なぜなら、それは、マスコミに取り上げられる「美人」が、みな平均に近い顔をしているからだ。これは彼女らが「多くの人の視線を集める」という任務を背負っている以上当たり前のことだろう。こうして、日本人の好みの平均値をとるような顔であることが「美人」である、という思い込みが生じる。

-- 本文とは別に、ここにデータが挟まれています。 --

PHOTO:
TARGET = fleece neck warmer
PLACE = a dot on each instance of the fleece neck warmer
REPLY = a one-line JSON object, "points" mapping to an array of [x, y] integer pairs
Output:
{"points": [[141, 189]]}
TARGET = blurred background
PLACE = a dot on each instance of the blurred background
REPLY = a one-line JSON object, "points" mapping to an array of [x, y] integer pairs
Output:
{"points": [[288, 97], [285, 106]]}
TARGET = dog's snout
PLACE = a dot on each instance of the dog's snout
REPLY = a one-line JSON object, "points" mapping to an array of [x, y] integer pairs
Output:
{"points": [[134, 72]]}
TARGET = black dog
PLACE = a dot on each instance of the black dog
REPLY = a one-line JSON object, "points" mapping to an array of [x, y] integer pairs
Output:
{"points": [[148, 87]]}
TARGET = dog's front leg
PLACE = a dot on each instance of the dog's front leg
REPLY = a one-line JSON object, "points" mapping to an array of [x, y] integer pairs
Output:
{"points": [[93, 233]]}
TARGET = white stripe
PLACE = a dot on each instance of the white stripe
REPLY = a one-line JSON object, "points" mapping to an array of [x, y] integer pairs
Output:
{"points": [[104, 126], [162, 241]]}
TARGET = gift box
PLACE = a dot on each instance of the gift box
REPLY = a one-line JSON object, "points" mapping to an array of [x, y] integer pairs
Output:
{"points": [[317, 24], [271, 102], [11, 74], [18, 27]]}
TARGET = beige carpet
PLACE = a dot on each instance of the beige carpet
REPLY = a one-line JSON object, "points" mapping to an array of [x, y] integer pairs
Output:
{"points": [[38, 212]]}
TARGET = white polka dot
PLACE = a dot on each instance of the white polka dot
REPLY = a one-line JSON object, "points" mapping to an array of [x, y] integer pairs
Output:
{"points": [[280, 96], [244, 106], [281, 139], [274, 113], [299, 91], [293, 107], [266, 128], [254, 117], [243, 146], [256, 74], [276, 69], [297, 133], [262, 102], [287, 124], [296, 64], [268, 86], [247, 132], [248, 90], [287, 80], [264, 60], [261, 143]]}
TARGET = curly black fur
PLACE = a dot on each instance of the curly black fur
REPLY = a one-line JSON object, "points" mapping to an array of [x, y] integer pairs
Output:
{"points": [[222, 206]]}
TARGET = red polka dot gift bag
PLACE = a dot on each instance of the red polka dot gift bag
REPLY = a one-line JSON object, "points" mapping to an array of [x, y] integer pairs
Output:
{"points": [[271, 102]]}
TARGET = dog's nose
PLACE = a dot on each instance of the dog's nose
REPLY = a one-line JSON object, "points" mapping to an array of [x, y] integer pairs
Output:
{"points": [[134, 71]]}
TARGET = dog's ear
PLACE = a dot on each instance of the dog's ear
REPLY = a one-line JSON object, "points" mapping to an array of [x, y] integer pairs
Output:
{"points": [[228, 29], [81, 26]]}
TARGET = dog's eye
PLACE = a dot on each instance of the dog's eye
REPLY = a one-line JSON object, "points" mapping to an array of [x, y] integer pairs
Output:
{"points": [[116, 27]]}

 しかし、多くの視線を集めることは、継続的に見つめてくれる「運命の人」が現れる確率とは無関係である。出会いが多くなるかも、ということを考慮すると関係あるのかもしれないが、社交的であるかどうかという捉え方をすればやはり直接は関係あるまい。
 平均値から外れているからといって、「運命の人」の出現率にたいした影響が出るわけがないのだ。平均とはシーソーの真ん中。そこには誰も乗っていない。と紅子さんも言っていた。

 だから、僕は「芸能人に例えると○○に似てる」という評し方が嫌いなのだ。



 なおこの話はこのあと、みつめる意志という意味での「念」の話になり、負の「念」の力の話になり、丑の刻参りの藁人形を目撃する話になり、神主として丑の刻参りと対決する話になり、丑の刻参りの傾向などの話が非常に恐ろしく興味深かったのだが、いたずらにネタにできないので全部割愛。